Imlek, Cap Go Meh, klenteng, dan istilah-istilah lain yang berasal dari Cina tersebut bukan sesuatu yang asing di telinga orang Indonesia. Selain istilah tersebut, ada berbagai adat istiadat dan kebudayaan Tionghoa yang hadir dan tumbuh subur di Indonesia. Tempat-tempat bersejarah etnis Tionghoa pun berdiri megah menambah koleksi pariwisata di Indonesia.
Barongsai,Di balik ramahnya masyarakat Indonesia yang hidup berdampingan bersama etnis Tionghoa, ada sejarah pelik yang mengekang warga Indonesia asal negeri tirai bambu tersebut. Tak tanggung-tanggung, mereka yang memiliki nama asli Tionghoa rela bersalin dengan nama khas Indonesia agar hidup mereka tidak dibikin rumit.
Ketahuilah, hakikat Indonesia bukanlah negara yang tak peduli dengan harkat kemanusiaan, apalagi soal kesetaraan hak warga negara meski dari latar belakang keyakinan dan bangsa yang berbeda. Bukankah Indonesia memang negara yang memiliki berbagai macam suku bangsa?
Jika ada kekeruhan dalam segala sesuatu, pasti akan hadir kebeningan untuk memperjelas pandangan agar tidak buram dalam mengerti dan memahami hak-hak setiap manusia, baik dari segi kewarganegaraan hingga kebebasan beragama.
Bahkan, dalam Islam termaktub jelas dalam Q.S. Al-Kafirun ayat 6, bahwa yang artinya untukmu agamamu, dan untukku agamaku.
Ayat yang mengajarkan kita bertoleransi di atas menjadikan seseorang yang kokoh imannya berani membebaskan jeratan etnis Tionghoa di Indonesia, mengingat bahwa jati diri Indonesia beserta kaki yang menapak di atasnya bukanlah pengekang hak sesama masyarakat Indonesia.
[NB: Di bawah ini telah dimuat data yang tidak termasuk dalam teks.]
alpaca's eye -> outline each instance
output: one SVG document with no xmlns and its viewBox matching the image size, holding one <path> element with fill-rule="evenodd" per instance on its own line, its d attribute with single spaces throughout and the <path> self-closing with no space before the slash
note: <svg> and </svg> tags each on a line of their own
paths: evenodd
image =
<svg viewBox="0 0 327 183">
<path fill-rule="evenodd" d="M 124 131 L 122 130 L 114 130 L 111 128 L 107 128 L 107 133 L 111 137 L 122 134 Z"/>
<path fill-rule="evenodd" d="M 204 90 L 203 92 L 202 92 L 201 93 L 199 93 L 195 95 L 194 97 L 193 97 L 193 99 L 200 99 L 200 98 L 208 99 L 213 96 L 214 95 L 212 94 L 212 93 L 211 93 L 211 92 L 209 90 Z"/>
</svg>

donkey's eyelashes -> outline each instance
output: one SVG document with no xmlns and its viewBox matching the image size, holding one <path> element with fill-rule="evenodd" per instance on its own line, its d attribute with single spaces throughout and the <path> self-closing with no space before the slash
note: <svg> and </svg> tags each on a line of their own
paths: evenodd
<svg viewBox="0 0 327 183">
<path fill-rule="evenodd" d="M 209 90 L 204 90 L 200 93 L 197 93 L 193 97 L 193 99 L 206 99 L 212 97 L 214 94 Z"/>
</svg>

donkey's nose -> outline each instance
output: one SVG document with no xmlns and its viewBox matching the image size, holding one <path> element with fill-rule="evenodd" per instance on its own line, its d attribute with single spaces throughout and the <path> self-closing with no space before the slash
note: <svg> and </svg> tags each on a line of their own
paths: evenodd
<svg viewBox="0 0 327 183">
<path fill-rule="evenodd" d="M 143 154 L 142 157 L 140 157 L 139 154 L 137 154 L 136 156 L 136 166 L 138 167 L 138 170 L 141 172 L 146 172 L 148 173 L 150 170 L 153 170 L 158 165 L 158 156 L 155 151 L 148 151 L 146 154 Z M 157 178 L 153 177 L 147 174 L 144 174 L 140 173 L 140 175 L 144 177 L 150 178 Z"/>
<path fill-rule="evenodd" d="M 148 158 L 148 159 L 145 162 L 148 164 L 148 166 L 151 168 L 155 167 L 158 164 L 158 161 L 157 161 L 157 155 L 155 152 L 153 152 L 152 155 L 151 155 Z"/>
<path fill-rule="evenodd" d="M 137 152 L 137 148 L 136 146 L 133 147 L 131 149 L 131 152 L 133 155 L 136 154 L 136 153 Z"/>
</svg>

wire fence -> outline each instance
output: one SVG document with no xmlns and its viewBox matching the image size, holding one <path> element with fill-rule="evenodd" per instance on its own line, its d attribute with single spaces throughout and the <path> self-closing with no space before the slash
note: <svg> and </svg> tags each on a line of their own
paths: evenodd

Beliau adalah K.H. Abdurrahman Wahid, merupakan seorang intelektual yang "ditempa" dalam lingkungan pesantren, tentunya Beliau memiliki keyakinan yang bertolak belakang dengan etnis Tionghoa.
Ada proses yang panjang dan rumit menuju kebebasan dan kenyamanan hidup di Indonesia yang dijalani oleh etnis Tionghoa. Berawal dari masa sebelum Indonesia merdeka hingga hadir keputusan pembatasan berbudaya dan beragama terhadap etnis Tionghoa, semua berpatok dari dampak ketidakpahaman bahwa toleransi berbudaya dan beragama itu penting dalam membangun integrasi suatu bangsa.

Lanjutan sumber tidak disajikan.